Soonyoung Song (39 yrs old / Ansung, Korea)

After we had lost our father early on, my mother raised us 4 siblings, working as a housemaid or hard laborer. My mother would always say, ‘It’s exhausting’, and ‘I am beat.’ Whenever I heard that, I looked up at the sky and made up my mind telling myself, ‘You really have to get it together.’ Back then my life goal was to make a lot of money and live well.

When I was 22 years old, I started dating a guy who had chased after me while I was walking on the street. He was the perfect man with a good family background and he had studied abroad. Every time I was with him, I couldn’t stand tall due to my inferiority. So I thought, first I’ll get a college diploma. I was working at the time so I attended a community college. We were together for almost 5 years and naturally started thinking about marriage.

One day he carefully suggested, “Why don’t you try transferring to a 4 year university? We can work on it together and you can make it.” He was trying to work this relationship out together but those words deeply hurt me. Attending night community college had been immensely difficult and I had barely graduated. He seemed so cruel. I thought we were not meant to be and I broke up with him that day.

After spending 6 months in despair and grief, my friend set me up with a guy. He was running a golf practice center after graduating from college. I was so exhausted from the breakup with my ex-boyfriend and I was impressed with this new guy’s good career and started dating him. The day I visited my boyfriend’s family they read me a list, ‘30 conditions of being a daughter-in-law’. ‘She shouldn’t wear glasses. She should have been raised by both parents, etc.’ There were all these strict conditions.

At that time I was already so hurt from my ex-boyfriend that the list didn’t phase me. I was so obsessed with making my dream come true that I forced myself to marry him. However, as it turned out, he was a ‘mama’s boy’ who excessively relied on his parents. He was an incompetent man. Eventually the marriage ended in divorce after 5 years. I collapsed again with despair and sorrow at failing in life.

Around that time one of my colleagues introduced me to the meditation. He was like a brightly smiling uncle from the countryside. He always made everyone comfortable.

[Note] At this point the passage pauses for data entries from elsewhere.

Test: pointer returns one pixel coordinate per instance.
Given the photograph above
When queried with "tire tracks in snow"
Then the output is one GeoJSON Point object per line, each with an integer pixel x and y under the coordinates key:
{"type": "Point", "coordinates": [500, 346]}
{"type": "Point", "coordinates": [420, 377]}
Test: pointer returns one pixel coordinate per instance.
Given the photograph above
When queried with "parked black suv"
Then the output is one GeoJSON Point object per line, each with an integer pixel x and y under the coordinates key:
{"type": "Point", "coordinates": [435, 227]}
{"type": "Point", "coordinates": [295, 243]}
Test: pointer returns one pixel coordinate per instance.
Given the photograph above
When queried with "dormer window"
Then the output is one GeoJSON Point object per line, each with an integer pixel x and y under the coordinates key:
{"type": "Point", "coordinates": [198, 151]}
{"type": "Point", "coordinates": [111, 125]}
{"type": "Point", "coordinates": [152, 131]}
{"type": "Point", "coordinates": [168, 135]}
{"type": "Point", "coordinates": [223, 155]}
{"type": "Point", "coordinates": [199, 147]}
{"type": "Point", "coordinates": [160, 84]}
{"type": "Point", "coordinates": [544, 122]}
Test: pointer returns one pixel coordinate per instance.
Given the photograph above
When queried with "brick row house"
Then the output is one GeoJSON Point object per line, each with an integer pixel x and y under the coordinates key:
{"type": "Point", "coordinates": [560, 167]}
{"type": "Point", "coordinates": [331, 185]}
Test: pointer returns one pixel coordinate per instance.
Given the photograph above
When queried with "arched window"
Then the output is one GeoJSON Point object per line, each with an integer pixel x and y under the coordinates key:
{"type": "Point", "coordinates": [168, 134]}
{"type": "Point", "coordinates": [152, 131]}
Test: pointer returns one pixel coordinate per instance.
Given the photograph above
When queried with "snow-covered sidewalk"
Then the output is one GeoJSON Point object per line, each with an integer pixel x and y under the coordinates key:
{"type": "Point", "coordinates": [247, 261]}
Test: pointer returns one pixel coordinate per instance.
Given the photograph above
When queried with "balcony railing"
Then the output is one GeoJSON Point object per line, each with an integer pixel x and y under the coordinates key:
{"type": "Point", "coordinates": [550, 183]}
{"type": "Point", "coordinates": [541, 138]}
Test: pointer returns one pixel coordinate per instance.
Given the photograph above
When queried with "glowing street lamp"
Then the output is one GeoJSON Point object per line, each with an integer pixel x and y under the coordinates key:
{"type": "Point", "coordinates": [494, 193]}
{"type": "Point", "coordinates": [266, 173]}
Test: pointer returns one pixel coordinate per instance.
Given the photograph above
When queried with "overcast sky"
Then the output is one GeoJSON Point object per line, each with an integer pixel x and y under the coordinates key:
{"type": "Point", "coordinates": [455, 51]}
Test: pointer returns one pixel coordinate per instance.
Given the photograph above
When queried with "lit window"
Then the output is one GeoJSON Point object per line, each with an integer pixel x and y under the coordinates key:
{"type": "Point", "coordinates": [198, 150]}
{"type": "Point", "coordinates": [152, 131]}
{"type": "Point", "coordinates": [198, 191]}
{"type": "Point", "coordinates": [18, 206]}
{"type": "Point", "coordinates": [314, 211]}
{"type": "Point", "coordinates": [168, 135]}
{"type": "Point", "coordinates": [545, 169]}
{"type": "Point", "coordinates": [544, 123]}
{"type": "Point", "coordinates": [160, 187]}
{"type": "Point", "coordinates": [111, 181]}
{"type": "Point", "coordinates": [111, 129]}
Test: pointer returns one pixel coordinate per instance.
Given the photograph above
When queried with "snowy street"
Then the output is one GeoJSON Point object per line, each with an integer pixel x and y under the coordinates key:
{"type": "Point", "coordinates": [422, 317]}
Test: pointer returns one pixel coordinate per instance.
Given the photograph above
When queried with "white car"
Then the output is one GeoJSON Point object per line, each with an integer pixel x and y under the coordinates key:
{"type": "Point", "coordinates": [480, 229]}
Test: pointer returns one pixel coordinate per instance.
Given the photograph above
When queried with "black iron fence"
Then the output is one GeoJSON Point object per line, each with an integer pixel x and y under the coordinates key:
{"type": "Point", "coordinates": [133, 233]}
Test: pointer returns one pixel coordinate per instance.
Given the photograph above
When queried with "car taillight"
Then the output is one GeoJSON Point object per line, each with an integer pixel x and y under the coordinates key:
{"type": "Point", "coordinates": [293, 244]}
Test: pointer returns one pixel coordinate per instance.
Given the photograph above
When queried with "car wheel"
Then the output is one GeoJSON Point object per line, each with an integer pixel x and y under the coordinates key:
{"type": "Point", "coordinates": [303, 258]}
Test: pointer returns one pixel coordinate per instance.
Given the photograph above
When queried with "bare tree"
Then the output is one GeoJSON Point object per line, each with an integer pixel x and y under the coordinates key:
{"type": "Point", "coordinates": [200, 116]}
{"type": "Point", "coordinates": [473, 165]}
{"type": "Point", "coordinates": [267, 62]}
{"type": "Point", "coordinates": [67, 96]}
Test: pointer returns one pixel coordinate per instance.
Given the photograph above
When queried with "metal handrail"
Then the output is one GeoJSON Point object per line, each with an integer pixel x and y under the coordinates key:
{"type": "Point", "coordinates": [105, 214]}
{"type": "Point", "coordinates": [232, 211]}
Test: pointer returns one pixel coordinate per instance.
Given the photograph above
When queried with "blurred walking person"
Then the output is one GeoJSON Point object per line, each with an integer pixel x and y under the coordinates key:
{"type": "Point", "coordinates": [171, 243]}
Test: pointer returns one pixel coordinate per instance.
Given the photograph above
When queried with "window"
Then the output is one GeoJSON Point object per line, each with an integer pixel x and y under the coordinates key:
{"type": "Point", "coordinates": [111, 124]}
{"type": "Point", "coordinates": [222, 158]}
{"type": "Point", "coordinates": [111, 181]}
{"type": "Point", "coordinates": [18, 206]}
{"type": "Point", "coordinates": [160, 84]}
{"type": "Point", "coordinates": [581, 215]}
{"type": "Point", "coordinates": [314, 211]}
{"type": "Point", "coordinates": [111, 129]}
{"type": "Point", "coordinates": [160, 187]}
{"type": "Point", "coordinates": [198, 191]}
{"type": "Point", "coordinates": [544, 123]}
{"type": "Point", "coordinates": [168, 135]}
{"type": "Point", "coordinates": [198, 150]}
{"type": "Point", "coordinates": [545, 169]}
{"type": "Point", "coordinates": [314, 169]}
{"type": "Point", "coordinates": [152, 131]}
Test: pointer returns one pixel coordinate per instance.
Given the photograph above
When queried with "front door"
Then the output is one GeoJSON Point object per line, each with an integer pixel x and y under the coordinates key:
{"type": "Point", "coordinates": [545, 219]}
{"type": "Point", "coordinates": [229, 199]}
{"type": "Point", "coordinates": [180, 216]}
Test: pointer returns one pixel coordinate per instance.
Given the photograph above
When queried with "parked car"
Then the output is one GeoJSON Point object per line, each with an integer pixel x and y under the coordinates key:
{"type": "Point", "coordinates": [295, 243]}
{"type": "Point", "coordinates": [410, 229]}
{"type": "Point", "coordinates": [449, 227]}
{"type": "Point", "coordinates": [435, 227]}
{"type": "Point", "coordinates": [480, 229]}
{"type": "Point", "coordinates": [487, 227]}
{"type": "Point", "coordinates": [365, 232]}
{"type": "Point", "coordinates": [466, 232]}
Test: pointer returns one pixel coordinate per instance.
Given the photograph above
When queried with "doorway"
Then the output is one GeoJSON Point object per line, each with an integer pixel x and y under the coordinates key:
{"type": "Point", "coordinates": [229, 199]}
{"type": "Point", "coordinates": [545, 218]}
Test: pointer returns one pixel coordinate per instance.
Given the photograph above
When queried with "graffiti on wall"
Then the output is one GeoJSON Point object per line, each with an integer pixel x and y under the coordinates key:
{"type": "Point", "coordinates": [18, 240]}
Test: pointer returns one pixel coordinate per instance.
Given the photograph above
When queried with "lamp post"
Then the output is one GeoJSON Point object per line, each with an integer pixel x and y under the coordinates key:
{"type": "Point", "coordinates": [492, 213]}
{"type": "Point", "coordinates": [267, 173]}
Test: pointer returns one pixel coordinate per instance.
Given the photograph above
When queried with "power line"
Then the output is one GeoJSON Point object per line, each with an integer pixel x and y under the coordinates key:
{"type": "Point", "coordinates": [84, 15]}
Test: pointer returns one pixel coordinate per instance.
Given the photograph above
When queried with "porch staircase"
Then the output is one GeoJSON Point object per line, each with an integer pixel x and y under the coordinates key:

Could my mind be as peaceful as his?

After meditating, I came to realize that I had never believed in love. I was just looking for the right person who could fulfill my dream. But this narrow mind filled with inferiority was not able to love anyone. It was terrifying to realize the fact that I couldn’t escape from this vicious cycle unless I discarded these minds. Thanks to my colleague who introduced me to this meditation and who, in my stead, took care of my mother who lived alone, I was able to focus on the meditation. He said to me that what you really need the most at this moment is to discard all those painful moments and inferiority. Don’t worry about anything else and first take care of your mind. I was so grateful to him.

When he proposed to me, I started sobbing because I felt I didn’t deserve his love. My husband is a normal guy, but he is also my mentor and my best friend. Since I met him, I was able to be become free of my inferiority and learned how to truly love.